Türkiye ve Cumhurbaşkanı Erdoğan’ın jeopolitik adımlarının incelendiği analiz dizisine başlayan gazete, ilk haberinde Ankara'nın son dönemde Batılı ülkelerle ilişkileri düzeltmeye yönelik bazı adımlar attığını, Dağlık Karabağ zaferinin kutlandığı törende ise binlerce Azerbaycanlı askerin bu zaferi mümkün kılan Erdoğan'ı selamladığını hatırlattı.

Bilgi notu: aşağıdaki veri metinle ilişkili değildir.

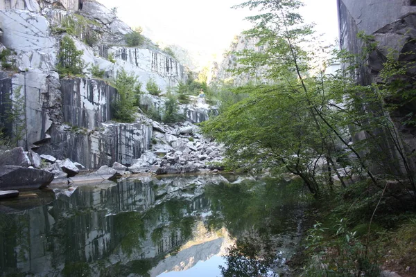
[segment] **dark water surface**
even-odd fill
[[[279,276],[298,240],[302,206],[284,181],[77,186],[0,201],[0,276]]]

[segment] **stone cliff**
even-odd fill
[[[340,43],[341,48],[355,54],[360,53],[364,42],[357,37],[359,32],[373,36],[377,43],[376,48],[370,53],[367,60],[354,73],[357,82],[362,85],[369,85],[380,81],[379,73],[383,69],[387,56],[395,52],[395,59],[410,64],[416,62],[416,1],[414,0],[338,0]],[[416,89],[414,81],[414,66],[410,66],[401,75],[401,80],[407,84],[405,90]],[[400,134],[405,151],[410,154],[416,149],[416,128],[413,125],[403,122],[416,109],[414,100],[404,100],[400,96],[385,99],[387,102],[398,105],[398,108],[390,113],[397,131]],[[413,119],[414,120],[414,116]],[[365,134],[356,134],[355,139],[367,138]],[[391,145],[388,141],[385,145]],[[394,148],[387,146],[391,159],[398,155]],[[413,158],[414,159],[414,158]],[[415,166],[416,161],[410,162]]]
[[[21,106],[20,145],[69,157],[88,169],[114,161],[129,164],[148,149],[152,138],[148,123],[110,121],[118,93],[105,80],[124,69],[142,84],[153,80],[162,94],[187,81],[185,67],[150,40],[127,47],[123,37],[130,28],[95,1],[0,0],[0,28],[3,132],[16,133],[17,125],[6,122],[6,114]],[[83,78],[57,73],[64,35],[83,51],[88,66]],[[92,78],[93,66],[104,72],[105,80]],[[184,109],[194,123],[208,117],[207,110]]]
[[[259,68],[255,73],[250,74],[233,74],[229,70],[238,69],[241,66],[237,62],[238,57],[234,52],[243,51],[244,50],[261,52],[263,46],[258,46],[256,44],[259,39],[248,37],[243,35],[236,36],[231,43],[227,51],[225,53],[223,60],[220,64],[214,62],[211,68],[209,76],[209,82],[218,83],[225,82],[235,86],[243,85],[249,82],[257,82],[265,80],[263,73],[265,69]]]

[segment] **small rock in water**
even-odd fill
[[[0,199],[17,197],[19,190],[0,190]]]

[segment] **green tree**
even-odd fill
[[[141,46],[144,42],[144,37],[141,35],[143,29],[141,27],[135,28],[132,32],[124,35],[124,41],[129,47]]]
[[[117,89],[118,96],[113,102],[114,116],[122,122],[132,122],[134,114],[137,111],[137,78],[132,73],[128,73],[124,69],[117,71],[117,78],[114,86]]]
[[[150,78],[146,83],[146,89],[152,95],[158,96],[162,93],[162,89],[159,87],[155,80]]]
[[[234,72],[252,73],[263,66],[261,79],[268,84],[239,88],[236,91],[249,93],[248,98],[207,123],[204,129],[225,144],[228,161],[234,168],[285,170],[301,177],[315,195],[325,184],[332,188],[334,174],[345,186],[340,166],[352,167],[356,175],[364,173],[380,188],[375,168],[385,168],[385,174],[392,177],[396,174],[399,179],[400,168],[393,168],[404,166],[408,184],[416,190],[409,157],[390,118],[397,107],[385,103],[397,91],[413,99],[404,89],[406,84],[398,89],[397,82],[392,81],[395,76],[410,74],[413,63],[404,65],[388,59],[380,75],[383,81],[367,87],[356,84],[351,73],[324,75],[311,65],[316,58],[313,49],[304,48],[313,32],[302,24],[297,12],[302,6],[295,0],[249,1],[238,6],[261,11],[248,18],[254,26],[245,34],[257,37],[263,51],[236,53],[241,66]],[[339,57],[350,64],[345,73],[356,72],[375,51],[376,44],[370,37],[361,35],[359,39],[365,46],[362,54],[340,53]],[[409,115],[409,122],[413,118]],[[349,129],[365,134],[365,139],[350,143]],[[397,152],[397,159],[389,161],[394,154],[387,155],[388,151]]]
[[[173,57],[174,59],[176,59],[176,56],[175,55],[175,52],[173,52],[173,51],[168,46],[165,47],[163,51],[168,55],[169,55],[171,57]]]
[[[182,82],[180,82],[175,88],[177,93],[177,100],[181,104],[189,103],[189,96],[188,95],[188,86]]]
[[[184,120],[184,116],[177,112],[178,108],[177,97],[173,93],[168,93],[162,120],[166,123],[173,123]]]
[[[60,75],[81,75],[85,68],[82,59],[84,51],[77,50],[73,40],[64,36],[60,41],[60,48],[58,55],[57,69]]]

İngiliz gazetesi Financial Times, Türkiye’nin Cumhurbaşkanı Recep Tayyip Erdoğan liderliğinde Libya'daki iç savaşın gidişatını değiştirdiğini ve Kafkasya’da Rusya’nın sınırlarını açığa çıkardığını yazdı.

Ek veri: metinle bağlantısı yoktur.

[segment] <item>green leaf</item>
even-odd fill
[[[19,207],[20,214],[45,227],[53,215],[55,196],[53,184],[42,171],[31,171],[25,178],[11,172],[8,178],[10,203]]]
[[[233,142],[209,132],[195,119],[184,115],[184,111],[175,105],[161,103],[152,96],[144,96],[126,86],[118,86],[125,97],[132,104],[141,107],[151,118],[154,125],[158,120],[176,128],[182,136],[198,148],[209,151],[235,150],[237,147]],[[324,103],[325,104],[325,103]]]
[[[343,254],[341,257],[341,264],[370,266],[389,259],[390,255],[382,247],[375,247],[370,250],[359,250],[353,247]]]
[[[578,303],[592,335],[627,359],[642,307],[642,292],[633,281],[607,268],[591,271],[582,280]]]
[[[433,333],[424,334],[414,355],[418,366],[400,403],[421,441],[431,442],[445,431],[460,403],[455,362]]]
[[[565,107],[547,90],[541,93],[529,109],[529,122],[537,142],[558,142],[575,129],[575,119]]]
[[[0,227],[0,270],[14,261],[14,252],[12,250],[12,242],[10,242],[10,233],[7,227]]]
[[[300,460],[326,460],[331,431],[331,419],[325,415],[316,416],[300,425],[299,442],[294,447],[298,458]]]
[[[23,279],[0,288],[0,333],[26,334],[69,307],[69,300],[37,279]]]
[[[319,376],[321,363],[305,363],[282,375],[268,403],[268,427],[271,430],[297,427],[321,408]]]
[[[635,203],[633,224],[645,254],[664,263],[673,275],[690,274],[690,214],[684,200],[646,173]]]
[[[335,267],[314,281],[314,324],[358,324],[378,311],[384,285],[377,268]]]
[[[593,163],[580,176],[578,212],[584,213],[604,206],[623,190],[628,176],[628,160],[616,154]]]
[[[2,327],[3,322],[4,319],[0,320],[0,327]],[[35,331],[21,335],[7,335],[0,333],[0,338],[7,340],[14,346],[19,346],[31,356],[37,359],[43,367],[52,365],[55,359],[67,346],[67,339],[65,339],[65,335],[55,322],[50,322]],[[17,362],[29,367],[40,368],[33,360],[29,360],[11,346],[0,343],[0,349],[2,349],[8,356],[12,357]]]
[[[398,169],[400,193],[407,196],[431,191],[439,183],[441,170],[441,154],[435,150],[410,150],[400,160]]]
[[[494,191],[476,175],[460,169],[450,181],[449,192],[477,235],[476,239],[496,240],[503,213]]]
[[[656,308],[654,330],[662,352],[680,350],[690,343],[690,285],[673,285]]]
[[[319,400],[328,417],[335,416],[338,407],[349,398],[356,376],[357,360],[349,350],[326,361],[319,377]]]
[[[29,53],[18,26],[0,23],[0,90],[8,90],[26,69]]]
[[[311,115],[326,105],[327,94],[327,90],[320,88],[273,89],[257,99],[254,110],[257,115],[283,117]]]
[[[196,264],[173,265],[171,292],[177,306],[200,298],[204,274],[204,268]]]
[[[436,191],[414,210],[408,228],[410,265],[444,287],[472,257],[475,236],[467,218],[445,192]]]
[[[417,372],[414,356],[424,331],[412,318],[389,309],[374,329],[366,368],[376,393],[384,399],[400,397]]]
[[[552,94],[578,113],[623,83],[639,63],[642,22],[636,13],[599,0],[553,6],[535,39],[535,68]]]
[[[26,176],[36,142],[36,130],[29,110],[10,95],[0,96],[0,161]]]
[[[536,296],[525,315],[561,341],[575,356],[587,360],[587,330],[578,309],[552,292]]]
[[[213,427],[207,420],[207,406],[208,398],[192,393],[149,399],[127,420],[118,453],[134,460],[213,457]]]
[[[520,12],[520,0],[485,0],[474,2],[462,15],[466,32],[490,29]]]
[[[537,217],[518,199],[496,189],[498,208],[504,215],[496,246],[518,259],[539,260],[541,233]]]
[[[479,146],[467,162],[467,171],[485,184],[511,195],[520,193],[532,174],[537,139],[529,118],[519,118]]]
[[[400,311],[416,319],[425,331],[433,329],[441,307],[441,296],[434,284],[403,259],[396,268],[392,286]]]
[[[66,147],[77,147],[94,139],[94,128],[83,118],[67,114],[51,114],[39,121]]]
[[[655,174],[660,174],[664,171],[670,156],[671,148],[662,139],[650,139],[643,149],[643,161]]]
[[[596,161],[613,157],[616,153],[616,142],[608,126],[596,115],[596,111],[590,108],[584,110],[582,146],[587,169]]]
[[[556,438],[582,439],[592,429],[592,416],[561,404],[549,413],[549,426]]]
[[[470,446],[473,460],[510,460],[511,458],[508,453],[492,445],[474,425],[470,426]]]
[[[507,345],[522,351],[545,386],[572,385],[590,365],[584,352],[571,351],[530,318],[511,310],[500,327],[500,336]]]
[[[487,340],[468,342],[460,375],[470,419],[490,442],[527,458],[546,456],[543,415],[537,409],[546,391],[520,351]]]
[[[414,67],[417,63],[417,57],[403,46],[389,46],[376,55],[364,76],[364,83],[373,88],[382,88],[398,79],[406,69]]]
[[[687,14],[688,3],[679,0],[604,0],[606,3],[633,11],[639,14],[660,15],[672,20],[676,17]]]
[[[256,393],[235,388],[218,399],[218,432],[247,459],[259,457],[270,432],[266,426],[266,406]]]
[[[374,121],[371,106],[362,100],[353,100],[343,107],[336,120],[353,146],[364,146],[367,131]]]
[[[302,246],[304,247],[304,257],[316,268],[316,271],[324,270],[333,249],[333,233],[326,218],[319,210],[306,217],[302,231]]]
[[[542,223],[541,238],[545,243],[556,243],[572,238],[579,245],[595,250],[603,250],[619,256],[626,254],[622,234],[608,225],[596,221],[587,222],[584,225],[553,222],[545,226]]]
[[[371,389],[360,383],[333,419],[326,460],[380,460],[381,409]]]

Gazetenin, “Erdoğan’ın büyük oyunu: Askerler, casuslar ve Türkiye’nin güç arayışı” başlığıyla verdiği ve Türkiye’ye yönelik analiz dizisinin ilki olduğu kaydedilen haberde, geçen ay Bakü’de, Azerbaycan’ın Dağlık Karabağ zaferinin kutlandığı törende, binlerce Azerbaycanlı askerin bu zaferi mümkün kılan Cumhurbaşkanı Erdoğan'ı selamladıkları kaydedildi.
Türkiye’nin Azerbaycan’a verdiği desteğin, Batılı ülkelerin ateşkes çağrılarına rağmen sürdürüldüğüne işaret edilen haberde, “Bu destek, Erdoğan’ın ‘tavizsiz retorik ve kullanıma hazır sert güç' ile karakterize edilen, giderek güç kullanımı odaklı hale gelen dış politika duruşunun en son tezahürüydü.” ifadesine yer verildi.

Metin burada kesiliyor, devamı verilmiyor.